Fine-Tuning a Text2Text Model using different tokenizer

Hello everyone,

I’m just starting to explore the Hugging Face library and have a question related to Text2Text models.

Suppose I have a model1 (a Text2Text model) pre-trained on a masked language modeling task, where it has learned the syntactic structure based on the tokenization strategy of tokenizer1.

Now, I want to fine-tune model1 using a similar style of text related to the masked language modeling task as input, but aim to decode outputs into a different format using a separate tokenizer (tokenizer2).

Is this possible? The approach I had in mind involves sequential text generation:

  1. The original model1 generates text.

  2. A fine-tuned model2 continues the generation based on the output of model1.

Apologies if this is something trivial. Any comment or suggestion on specific tutorials is really appreciated!

1 Like

Hello. If the output of Model 1 is just normal text, then there’s no problem at all. There are many people who connect AI models and other normal programs in series, not just text-to-text. The same goes for images and audio.
The performance improvements that can be achieved by combining small AI models with large AI models are often highlighted.
If the output of Model 1 is not just normal text, but rather tokens or tensors, then I think you’ll have quite a bit of trouble…:sweat_smile:

Thanks John, I think I’m just a bit confused. Does it make sense to train an Encoder-Decoder model with two different tokenizers/vocabularies? I guess that might be standard , thinking about the task of translation between two different languages having different characters.

1 Like

This is just an amateur’s opinion, but if you train a single model using two or more different tokenizers, the performance when you make the model infer using the same tokenizer as when you trained it will almost certainly improve, but overall it will be hard to tell what kind of effect it has on the model.
It seems like the safest way to get predictable training results is to use one model and one tokenizer…

It is possible to use separate tokenizer for encoder and decoder (input and output) layers. However, this is uncommon for text2text models. I can how this can be useful. I’m not sure if HF supports this natively - all indications suggest that text2text models assume that input and output uses the same tokenizer.
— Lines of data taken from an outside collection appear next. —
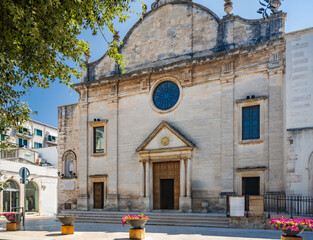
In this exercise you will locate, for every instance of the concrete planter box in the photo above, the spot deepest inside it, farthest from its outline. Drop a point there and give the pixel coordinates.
(66, 220)
(138, 223)
(290, 233)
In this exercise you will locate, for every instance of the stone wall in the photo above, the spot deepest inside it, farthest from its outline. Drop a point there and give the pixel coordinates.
(215, 85)
(68, 123)
(182, 30)
(299, 113)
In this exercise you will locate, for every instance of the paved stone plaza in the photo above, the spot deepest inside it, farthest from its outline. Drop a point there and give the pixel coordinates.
(50, 229)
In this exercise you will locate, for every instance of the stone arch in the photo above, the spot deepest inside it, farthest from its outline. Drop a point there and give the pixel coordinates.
(69, 162)
(32, 197)
(310, 168)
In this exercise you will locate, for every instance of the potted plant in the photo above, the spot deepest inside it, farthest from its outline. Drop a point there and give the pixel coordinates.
(67, 220)
(291, 227)
(136, 221)
(13, 217)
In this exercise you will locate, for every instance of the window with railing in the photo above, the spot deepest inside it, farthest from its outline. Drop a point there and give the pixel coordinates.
(38, 132)
(37, 145)
(3, 137)
(23, 130)
(22, 142)
(51, 138)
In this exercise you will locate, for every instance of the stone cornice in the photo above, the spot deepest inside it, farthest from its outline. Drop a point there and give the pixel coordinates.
(208, 59)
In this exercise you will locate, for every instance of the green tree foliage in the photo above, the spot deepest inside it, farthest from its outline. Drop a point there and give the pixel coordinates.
(3, 185)
(39, 38)
(271, 5)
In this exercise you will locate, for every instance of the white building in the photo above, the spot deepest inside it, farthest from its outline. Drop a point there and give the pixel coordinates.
(299, 112)
(36, 150)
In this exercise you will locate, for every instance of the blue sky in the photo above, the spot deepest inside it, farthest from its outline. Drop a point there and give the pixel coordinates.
(45, 101)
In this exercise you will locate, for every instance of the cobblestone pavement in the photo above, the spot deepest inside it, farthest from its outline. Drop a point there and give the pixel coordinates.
(50, 229)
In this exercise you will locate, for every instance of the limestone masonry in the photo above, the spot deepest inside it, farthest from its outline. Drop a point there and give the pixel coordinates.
(199, 114)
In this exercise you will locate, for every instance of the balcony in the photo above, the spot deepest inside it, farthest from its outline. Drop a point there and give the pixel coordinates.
(20, 155)
(24, 134)
(51, 140)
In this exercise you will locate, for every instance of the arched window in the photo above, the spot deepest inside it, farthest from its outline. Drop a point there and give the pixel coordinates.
(31, 199)
(11, 197)
(69, 164)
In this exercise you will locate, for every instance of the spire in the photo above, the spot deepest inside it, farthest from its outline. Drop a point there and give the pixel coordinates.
(228, 6)
(158, 3)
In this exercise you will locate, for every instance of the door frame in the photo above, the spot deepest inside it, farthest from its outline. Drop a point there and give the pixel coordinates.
(96, 179)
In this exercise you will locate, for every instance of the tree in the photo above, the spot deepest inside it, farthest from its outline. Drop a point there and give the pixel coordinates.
(272, 5)
(3, 185)
(39, 38)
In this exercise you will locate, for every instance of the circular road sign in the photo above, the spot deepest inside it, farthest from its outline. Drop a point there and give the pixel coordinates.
(24, 170)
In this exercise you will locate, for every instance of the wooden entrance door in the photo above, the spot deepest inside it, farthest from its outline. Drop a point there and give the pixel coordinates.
(167, 193)
(98, 194)
(166, 185)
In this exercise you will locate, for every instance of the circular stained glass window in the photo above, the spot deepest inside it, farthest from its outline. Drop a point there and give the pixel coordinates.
(166, 95)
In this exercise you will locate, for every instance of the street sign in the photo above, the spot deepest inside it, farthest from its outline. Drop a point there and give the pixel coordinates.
(24, 182)
(24, 172)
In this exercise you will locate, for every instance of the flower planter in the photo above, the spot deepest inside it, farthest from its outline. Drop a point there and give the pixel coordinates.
(66, 220)
(138, 223)
(13, 217)
(290, 233)
(291, 227)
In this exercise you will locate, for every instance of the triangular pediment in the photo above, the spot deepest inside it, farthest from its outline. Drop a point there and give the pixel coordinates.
(165, 137)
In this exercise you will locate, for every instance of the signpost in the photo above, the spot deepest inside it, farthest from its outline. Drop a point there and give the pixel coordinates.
(24, 174)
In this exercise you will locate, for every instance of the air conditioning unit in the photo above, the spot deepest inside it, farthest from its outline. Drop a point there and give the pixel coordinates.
(38, 160)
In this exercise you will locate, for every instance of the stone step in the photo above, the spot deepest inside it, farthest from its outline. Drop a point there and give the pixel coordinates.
(161, 219)
(160, 215)
(190, 224)
(196, 221)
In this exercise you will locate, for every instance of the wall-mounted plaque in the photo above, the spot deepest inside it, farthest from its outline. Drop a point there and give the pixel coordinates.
(69, 185)
(237, 206)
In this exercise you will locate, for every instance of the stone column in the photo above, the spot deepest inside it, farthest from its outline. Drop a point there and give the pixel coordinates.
(189, 177)
(147, 179)
(142, 175)
(276, 131)
(182, 178)
(82, 200)
(227, 133)
(112, 196)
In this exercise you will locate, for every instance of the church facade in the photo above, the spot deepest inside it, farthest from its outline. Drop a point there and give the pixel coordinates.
(197, 115)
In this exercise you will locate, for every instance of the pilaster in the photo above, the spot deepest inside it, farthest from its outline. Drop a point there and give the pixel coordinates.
(227, 105)
(276, 130)
(82, 200)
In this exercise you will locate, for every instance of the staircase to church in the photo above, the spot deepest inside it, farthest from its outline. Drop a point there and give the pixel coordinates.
(156, 218)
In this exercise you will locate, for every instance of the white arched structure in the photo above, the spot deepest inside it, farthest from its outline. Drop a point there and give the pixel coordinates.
(310, 190)
(69, 164)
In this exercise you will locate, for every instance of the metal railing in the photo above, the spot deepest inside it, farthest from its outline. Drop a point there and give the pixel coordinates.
(293, 206)
(288, 205)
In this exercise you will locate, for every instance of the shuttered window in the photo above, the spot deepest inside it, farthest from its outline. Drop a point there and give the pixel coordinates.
(37, 145)
(251, 122)
(22, 142)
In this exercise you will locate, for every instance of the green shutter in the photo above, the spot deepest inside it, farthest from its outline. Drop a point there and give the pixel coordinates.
(38, 132)
(251, 122)
(20, 142)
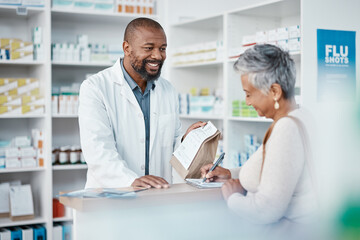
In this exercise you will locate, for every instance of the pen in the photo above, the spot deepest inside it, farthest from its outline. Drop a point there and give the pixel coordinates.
(218, 161)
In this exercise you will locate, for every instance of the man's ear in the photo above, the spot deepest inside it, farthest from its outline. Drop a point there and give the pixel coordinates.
(276, 91)
(126, 48)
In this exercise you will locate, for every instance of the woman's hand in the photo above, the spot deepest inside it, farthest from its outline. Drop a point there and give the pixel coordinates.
(219, 174)
(232, 186)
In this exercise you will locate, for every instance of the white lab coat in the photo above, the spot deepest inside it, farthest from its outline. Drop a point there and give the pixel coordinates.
(112, 129)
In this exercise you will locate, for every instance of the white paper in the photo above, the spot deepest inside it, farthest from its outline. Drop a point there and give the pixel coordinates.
(200, 184)
(186, 152)
(21, 201)
(4, 197)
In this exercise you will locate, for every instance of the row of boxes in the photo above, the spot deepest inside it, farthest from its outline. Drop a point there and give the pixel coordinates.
(24, 3)
(145, 7)
(14, 49)
(202, 52)
(83, 51)
(241, 109)
(20, 96)
(19, 153)
(287, 38)
(34, 232)
(199, 105)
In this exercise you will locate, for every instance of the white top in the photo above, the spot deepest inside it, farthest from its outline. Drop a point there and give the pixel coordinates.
(112, 129)
(285, 192)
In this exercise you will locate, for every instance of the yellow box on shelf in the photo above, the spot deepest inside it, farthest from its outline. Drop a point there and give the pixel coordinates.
(22, 100)
(7, 84)
(21, 110)
(17, 45)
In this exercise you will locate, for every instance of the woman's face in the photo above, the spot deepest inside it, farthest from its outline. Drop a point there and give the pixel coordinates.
(263, 104)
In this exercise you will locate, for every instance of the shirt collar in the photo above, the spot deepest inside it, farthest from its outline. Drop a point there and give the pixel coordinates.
(133, 85)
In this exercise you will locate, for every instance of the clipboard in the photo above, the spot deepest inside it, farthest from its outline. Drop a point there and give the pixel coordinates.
(205, 155)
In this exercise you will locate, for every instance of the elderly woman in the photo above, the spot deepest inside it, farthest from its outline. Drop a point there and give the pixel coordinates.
(275, 184)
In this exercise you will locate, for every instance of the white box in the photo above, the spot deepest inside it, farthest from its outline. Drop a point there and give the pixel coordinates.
(261, 37)
(57, 232)
(283, 44)
(21, 141)
(294, 45)
(12, 163)
(294, 31)
(28, 162)
(249, 40)
(27, 152)
(272, 35)
(282, 34)
(12, 152)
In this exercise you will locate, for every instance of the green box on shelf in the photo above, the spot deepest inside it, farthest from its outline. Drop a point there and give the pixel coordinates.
(245, 112)
(236, 104)
(236, 112)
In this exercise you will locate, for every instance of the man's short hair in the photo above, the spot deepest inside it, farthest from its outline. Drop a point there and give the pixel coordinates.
(137, 23)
Another complication is that most pretrained models these days share the input and output Linear layers (token to embedding, and embedding to token probability). This is not compatible with separate tokenizers for encoder and decoder.

1 Like

Thanks for your reply. However, I don’t really understand why it would be uncommon to have different tokenizers for input and output languages. Say that I want to build a Text2Text model for the task of translation from italian to chinese. It is obvious that I would have to construct two different vocabularies in order to train the model to map the input ids of the source language (italian) to the output ids (chinese).

1 Like